Current spatial omics clustering methods often suffer from over-smoothing that blurs biological boundaries, reliance on pre-specified cluster numbers, and a lack of effective multi-omics integration mechanisms. To address these limitations, this work proposes BaySC—a Bayesian inference–based spatial clustering framework that uniquely integrates a mixture of finite mixtures (MFM) model with a Markov random field (MRF) to automatically infer the number of spatial domains while preserving local spatial consistency. Furthermore, BaySC introduces an interpretable weighted log-likelihood fusion strategy to quantify the contribution of each omics modality to the resulting tissue atlas. Extensive experiments on ten single-modality and two multi-modality datasets demonstrate that BaySC significantly outperforms existing methods in both clustering accuracy and preservation of spatial topology, as measured by the spARI metric.

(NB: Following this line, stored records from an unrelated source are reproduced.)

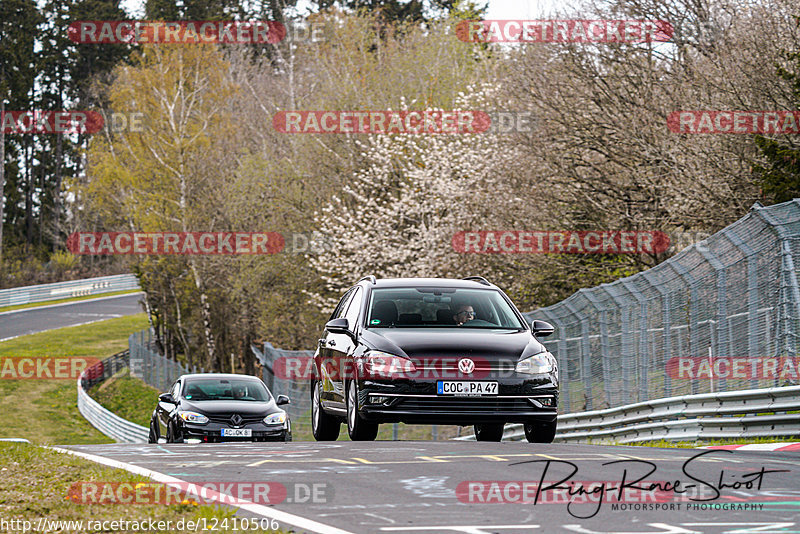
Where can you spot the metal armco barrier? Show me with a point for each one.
(102, 419)
(753, 413)
(63, 290)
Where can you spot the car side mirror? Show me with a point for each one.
(541, 328)
(338, 326)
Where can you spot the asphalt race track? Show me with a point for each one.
(48, 317)
(383, 487)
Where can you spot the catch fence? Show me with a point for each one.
(721, 315)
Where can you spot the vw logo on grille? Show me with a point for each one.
(466, 366)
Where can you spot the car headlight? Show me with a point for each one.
(193, 417)
(379, 364)
(544, 362)
(275, 418)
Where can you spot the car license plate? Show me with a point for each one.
(237, 433)
(466, 388)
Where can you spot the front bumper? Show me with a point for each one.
(518, 400)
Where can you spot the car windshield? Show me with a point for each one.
(433, 307)
(200, 389)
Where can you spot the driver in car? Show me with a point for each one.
(464, 313)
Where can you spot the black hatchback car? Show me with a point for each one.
(215, 407)
(438, 351)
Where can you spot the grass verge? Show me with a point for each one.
(51, 414)
(36, 483)
(66, 300)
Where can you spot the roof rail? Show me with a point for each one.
(480, 279)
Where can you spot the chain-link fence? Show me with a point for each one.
(721, 315)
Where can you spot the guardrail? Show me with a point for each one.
(62, 290)
(101, 418)
(723, 415)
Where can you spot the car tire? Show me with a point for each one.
(358, 428)
(152, 436)
(490, 432)
(540, 432)
(173, 436)
(324, 427)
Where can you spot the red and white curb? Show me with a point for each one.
(757, 447)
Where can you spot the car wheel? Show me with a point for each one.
(540, 432)
(152, 436)
(491, 432)
(324, 427)
(357, 427)
(173, 435)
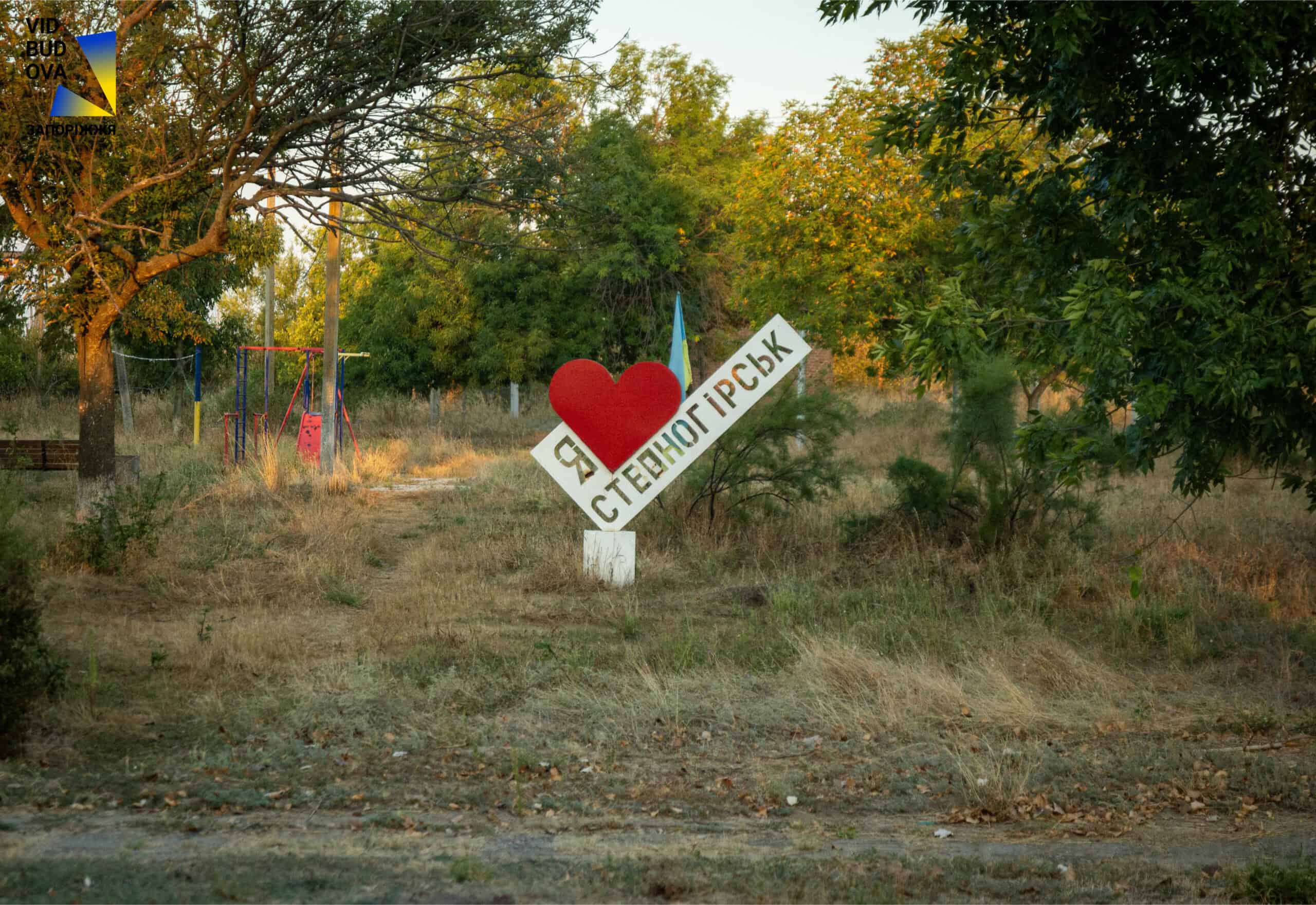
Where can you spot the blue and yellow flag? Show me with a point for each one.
(680, 361)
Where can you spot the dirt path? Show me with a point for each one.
(165, 837)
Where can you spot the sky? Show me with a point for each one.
(774, 50)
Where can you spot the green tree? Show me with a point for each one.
(1180, 240)
(831, 234)
(642, 205)
(220, 107)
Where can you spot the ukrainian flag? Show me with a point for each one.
(680, 361)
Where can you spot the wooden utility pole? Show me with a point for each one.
(330, 395)
(269, 302)
(125, 393)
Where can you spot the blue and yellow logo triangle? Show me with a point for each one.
(100, 50)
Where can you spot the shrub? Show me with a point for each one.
(127, 516)
(753, 465)
(1003, 478)
(28, 669)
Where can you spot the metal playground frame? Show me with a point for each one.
(240, 399)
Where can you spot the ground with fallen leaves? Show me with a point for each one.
(400, 687)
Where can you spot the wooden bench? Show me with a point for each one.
(39, 454)
(60, 455)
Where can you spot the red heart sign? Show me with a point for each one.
(614, 419)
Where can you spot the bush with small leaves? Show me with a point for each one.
(782, 453)
(125, 518)
(28, 669)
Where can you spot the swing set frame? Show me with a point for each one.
(303, 389)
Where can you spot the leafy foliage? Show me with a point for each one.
(1002, 479)
(830, 234)
(650, 159)
(753, 465)
(1164, 237)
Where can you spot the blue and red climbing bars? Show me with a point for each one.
(240, 396)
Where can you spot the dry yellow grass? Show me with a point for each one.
(277, 594)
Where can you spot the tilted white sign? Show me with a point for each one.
(612, 499)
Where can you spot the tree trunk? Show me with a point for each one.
(95, 419)
(1033, 398)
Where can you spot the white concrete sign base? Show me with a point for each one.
(611, 557)
(612, 499)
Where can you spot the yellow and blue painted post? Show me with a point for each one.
(196, 396)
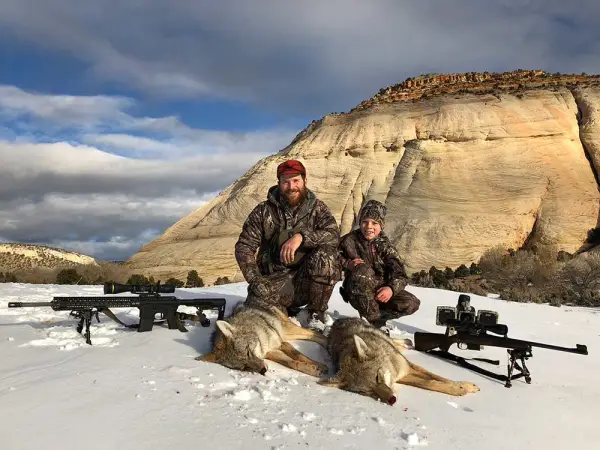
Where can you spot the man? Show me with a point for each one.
(296, 237)
(374, 275)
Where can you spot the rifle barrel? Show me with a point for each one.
(25, 305)
(516, 343)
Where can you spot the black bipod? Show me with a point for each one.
(85, 317)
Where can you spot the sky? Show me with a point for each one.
(120, 117)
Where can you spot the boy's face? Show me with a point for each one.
(370, 228)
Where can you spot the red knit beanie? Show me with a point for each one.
(291, 167)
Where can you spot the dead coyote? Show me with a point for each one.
(369, 362)
(250, 335)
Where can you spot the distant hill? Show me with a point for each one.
(15, 257)
(464, 162)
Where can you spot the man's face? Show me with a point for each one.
(293, 188)
(370, 228)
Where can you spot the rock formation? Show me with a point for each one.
(26, 256)
(464, 162)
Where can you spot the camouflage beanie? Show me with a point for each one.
(373, 210)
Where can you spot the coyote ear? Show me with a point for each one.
(225, 328)
(335, 381)
(361, 347)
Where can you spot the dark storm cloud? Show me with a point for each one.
(308, 56)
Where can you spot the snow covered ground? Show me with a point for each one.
(146, 391)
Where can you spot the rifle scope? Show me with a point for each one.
(117, 288)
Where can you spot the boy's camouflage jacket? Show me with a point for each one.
(378, 254)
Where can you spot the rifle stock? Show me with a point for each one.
(84, 308)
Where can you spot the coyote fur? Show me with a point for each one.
(252, 334)
(369, 362)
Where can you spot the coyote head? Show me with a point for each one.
(236, 349)
(366, 373)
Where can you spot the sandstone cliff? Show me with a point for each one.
(26, 256)
(464, 162)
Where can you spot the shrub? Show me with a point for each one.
(193, 280)
(69, 276)
(138, 278)
(175, 282)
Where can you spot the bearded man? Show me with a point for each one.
(287, 249)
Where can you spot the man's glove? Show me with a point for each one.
(259, 287)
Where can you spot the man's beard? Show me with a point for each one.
(293, 202)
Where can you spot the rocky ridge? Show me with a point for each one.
(464, 162)
(27, 256)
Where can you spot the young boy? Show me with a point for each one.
(374, 275)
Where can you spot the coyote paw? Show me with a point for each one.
(468, 388)
(316, 370)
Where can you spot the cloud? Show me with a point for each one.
(83, 111)
(310, 56)
(108, 192)
(79, 197)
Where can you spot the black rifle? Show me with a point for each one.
(149, 302)
(473, 335)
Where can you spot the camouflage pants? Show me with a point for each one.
(310, 284)
(359, 289)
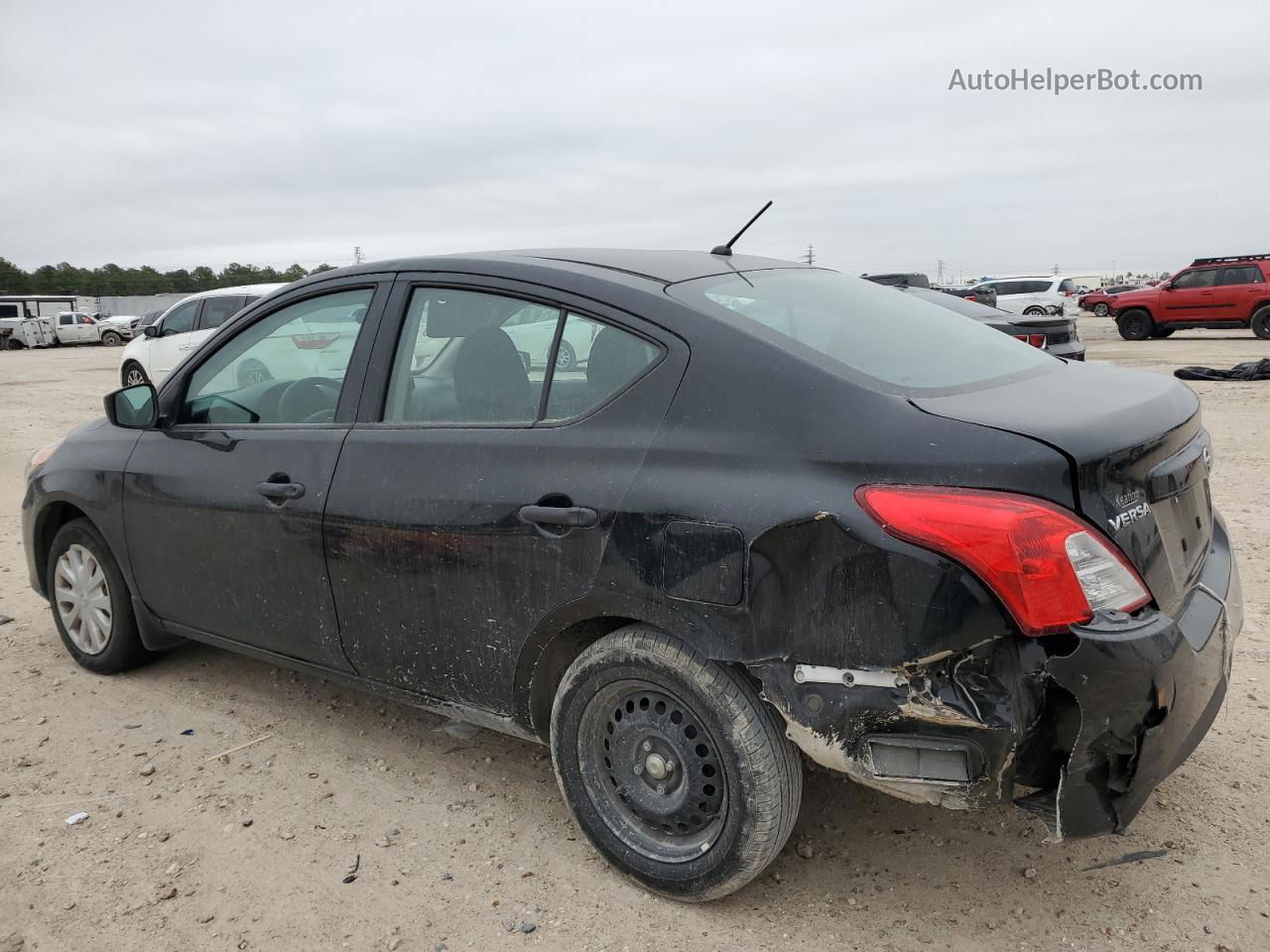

Spatial domain identification requires jointly modeling molecular signatures and physical coordinates, yet current tools frequently over-smooth biological boundaries, require user-specified cluster numbers, and lack principled multimodal integration. We introduce BaySC, an integrative Bayesian spatial clustering framework for spatial domain identification. BaySC inherently learns the true number of spatial domains from the data by employing a Mixture of Finite Mixtures (MFM) prior. Tissue topology is modeled via a Markov Random Field (MRF) applied to discrete cellular assignments, a strategy that enforces local spatial coherence without distorting the underlying gene expression features. This enables BaySC to accurately map contiguous tissue layers as well as geographically scattered, transcriptionally identical cell populations. Furthermore, BaySC handles spatial multi-omics data through a weighted log-likelihood fusion mechanism executed via Gibbs sampling. This approach assigns interpretable weights to each modality, allowing users to quantify the biological relevance of different data layers to the final tissue map. Validated across ten single-modal spatial transcriptomics and two spatial multi-omics datasets, BaySC yields highly interpretable probabilistic outputs. It demonstrates competitive accuracy on standard clustering metrics and consistently outperforms existing tools in preserving spatial topography, as measured by spatially-aware Adjusted Rand Index (spARI).